Elsa Schiaparelli

Elsa Schiaparelli

If there is any fashion designer who deserves to be called a genius and one hundred percent original, it would be none other than the avant garde queen of the fashion industry, Elsa Schiaparelli. Born in 1890 in Rome, she was a true non-conformist by nature; her designs were naturally born to stand out.

Schiaparelli’s legendary career started when she was encouraged by Paul Poiret to start her own business. Despite the favorable reviews she got, the business had to be shutdown in 1926. She experimented with the double Armenian stitch and launched her knitwear collection in early 1927 with trompe l’oiel images which soon became her signature.  Her designs soon made their way on to the French Vogue’s cover. Her sweaters became popular and pretty soon Schiaparelli had to hire a team of workers to cope with the rising demand. This was the start of her own business that gave way to the House of Schiaparelli where she sold her ready-to-wear line.

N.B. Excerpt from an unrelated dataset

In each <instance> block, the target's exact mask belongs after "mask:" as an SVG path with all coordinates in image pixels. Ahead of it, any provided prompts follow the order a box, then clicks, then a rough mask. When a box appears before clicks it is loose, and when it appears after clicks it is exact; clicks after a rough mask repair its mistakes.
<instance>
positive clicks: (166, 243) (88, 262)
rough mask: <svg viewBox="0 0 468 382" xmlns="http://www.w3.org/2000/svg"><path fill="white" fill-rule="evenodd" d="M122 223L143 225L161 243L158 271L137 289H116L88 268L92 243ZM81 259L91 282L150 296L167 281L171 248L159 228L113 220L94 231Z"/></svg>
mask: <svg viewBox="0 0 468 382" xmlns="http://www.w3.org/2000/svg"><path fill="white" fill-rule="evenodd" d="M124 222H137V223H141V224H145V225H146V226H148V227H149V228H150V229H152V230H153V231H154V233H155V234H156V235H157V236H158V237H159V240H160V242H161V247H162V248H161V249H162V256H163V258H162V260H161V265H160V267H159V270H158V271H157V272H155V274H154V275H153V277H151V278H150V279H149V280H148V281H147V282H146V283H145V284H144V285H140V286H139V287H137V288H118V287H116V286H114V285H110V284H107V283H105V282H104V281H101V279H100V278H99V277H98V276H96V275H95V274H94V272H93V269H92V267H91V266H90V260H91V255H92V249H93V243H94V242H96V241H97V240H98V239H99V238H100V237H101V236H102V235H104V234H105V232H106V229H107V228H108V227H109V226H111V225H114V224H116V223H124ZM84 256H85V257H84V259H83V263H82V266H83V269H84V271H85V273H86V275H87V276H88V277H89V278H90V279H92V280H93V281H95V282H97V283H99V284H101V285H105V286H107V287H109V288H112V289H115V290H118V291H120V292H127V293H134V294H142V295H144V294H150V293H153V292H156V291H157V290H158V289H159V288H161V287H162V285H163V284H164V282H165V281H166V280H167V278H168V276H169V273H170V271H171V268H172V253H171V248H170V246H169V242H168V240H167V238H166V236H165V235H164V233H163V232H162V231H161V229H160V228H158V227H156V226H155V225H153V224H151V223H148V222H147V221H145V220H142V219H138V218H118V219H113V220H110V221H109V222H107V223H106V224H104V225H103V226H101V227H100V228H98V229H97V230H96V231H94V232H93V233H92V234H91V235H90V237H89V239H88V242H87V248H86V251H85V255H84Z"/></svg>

Her second collection focused on sportswear and was named Pour le sport for which she designed linen dresses, bathing suits and skiwear. She was the first to design the divided skirt in 1931 that Lilli Alvarez flaunted at the Wimbledon. Schiaparelli’s repertoire became complete after the addition of evening wear. Her collaborations with Salvador Dali are worth mentioning for they brought together some of the most unique designs which no designer would dare to experiment with. The three famous masterpieces they created together are the shoe hat, the skeleton and tears dress. Back in the days, Schiaparelli introduced a new color magenta which later came to be known as Schiaparelli pink. The color was introduced on the packaging of her first fragrance, Shocking. The inspiration to choose that particular color came from the Cartier diamond of the same color.

Her contributions to the fashion world are the zippers matching the fabric that she first introduced. She was the first have brooch like buttons on her clothes. Even the catwalks we see today were originally introduced by her when she showcased her first collection on the runway accompanied by art and music. She left France due to the 1939 war and lived in New York for a while where she noticed Christian Dior take over the fashion industry by storm. In 1954, she shutdown her fashion house after returning to France postwar. In the same year, her autobiography came out, Shocking Life in which she had given a detailed account of her life and career. In 1940, her music collection was introduced – Gogo Schiaparelli International Debutante.

In 1940, her Sleeping perfume was launched and sleeping blue became her new signature color. In the same year she won the Neiman Marcus Fashion Award for her bold, daring and contemporary designs.  In 1940, Schiaparelli’s daughter, Gogo got married to Robert L. Berenson and Schiaparelli started living in New York. She joined Marcel Duchamp and Andre Breton for her first exhibition called the First Papers of Surrealism in New York. In the next decade, she introduced a menswear line, her perfumes Le Roy Soleil and Success Fou debuted and foldable sunglasses were introduced. Her shop also opened in Seventh Avenue where her pantsuits were sold. In 1954, she retired quietly from the fashion industry and started living at her home in Tunisia. In the same year, the House of Schiaparelli came to an end too. She died in Paris at the age of 83 in Paris after being in a comatose state for several weeks.